32. "The clergy believe that any portion of power confided to me, will be exerted in opposition to their schemes. And they believe rightly: for I have sworn upon the altar of God eternal hostility against every form of tyrrany known to the mind of man."
Dalai Lama
33. "This is my simple religion. There is no need for temples; no need for complicated philosophy. Our own brain, our own heart is our temple; the philosophy is kindness."
Baron D'Holbach
34. "All religions are ancient monuments to superstition, ignorance, ferocity; and modern religions are only ancient follies."
Bertrand Russell
35. "Religion is based ... mainly upon fear ... fear of the mysterious, fear of defeat, fear of death. Fear is the parent of cruelty, and therefore it is no wonder if cruelty and religion have gone hand in hand . . . . My own view on religion is that of Lucretius. I regard it as a disease born of fear and as a source of untold misery to the human race."
George Bernard Shaw
36. "The fact that a believer is happier than a sceptic is no more to the point than the fact than a drunken man is happier than a sober one."
John McCarthy
37. "An atheist doesn't have to be someone who thinks he has a proof that there can't be a god. He only has to be someone who believes that the evidence on the God question is at a similar level to the evidence on the werewolf question."
Susan B. Anthony
38. "I distrust those people who know so well what God wants them to do because I notice it always coincides with their own desires."
William Archer
39. "I suggest that the anthropomorphic god-idea is not a harmless infirmity of human thought, but a very noxious fallacy, which is largely responsible for the calamities the world is at present enduring."
Aristotle
40. "A tyrant must put on the appearance of uncommon devotion to religion. Subjects are less apprehensive of illegal treatment from a ruler whom they consider godfearing and pious. On the other hand, they do less easily move against him, believing that he has the gods on his side."
Isaac Asimov
41. "Humanity has the stars in its future, and that future is too important to be lost under the burden of juvenile folly and ignorant superstition."
42. "Although the time of death is approaching me, I am not afraid of dying and going to Hell or (what would be considerably worse) going to the popularized version of Heaven. I expect death to be nothingness and, for removing me from all possible fears of death, I am thankful to atheism."
Mikhail A. Bakunin
43. "All religions, with their gods, demigods, prophets, messiahs and saints, are the product of the fancy and credulity of men who have not yet reached the full development and complete personality of their intellectual powers."
Gene Roddenberry
44. "We must question the story logic of having an all-knowing all-powerful God, who creates faulty humans, and then blames them for his own mistakes."
Ambrose Bierce
45. "Faith: Belief without evidence in what is told by one who speaks without knowledge, of things without parallel."
46. "Scriptures, n.

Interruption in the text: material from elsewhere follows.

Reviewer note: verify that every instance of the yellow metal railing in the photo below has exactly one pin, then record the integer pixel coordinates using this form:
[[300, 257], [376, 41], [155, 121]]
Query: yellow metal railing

The sacred books of our holy religion, as distinguished from the false and profane writings on which all other faiths are based."
Leon Lederman
47. "Physics isn't a religion. If it were, we'd have a much easier time raising money."
Anaxagorus, ca. 475 BC
48. "Everything has a natural explanation. The moon is not a god but a great rock and the sun a hot rock."
Michel de Montaigne
49. "Man is certainly stark mad: he cannot make a worm, yet he will make gods by the dozen."
Denis Diderot
50. "The philosopher has never killed any priests, whereas the priest has killed a great many philosophers."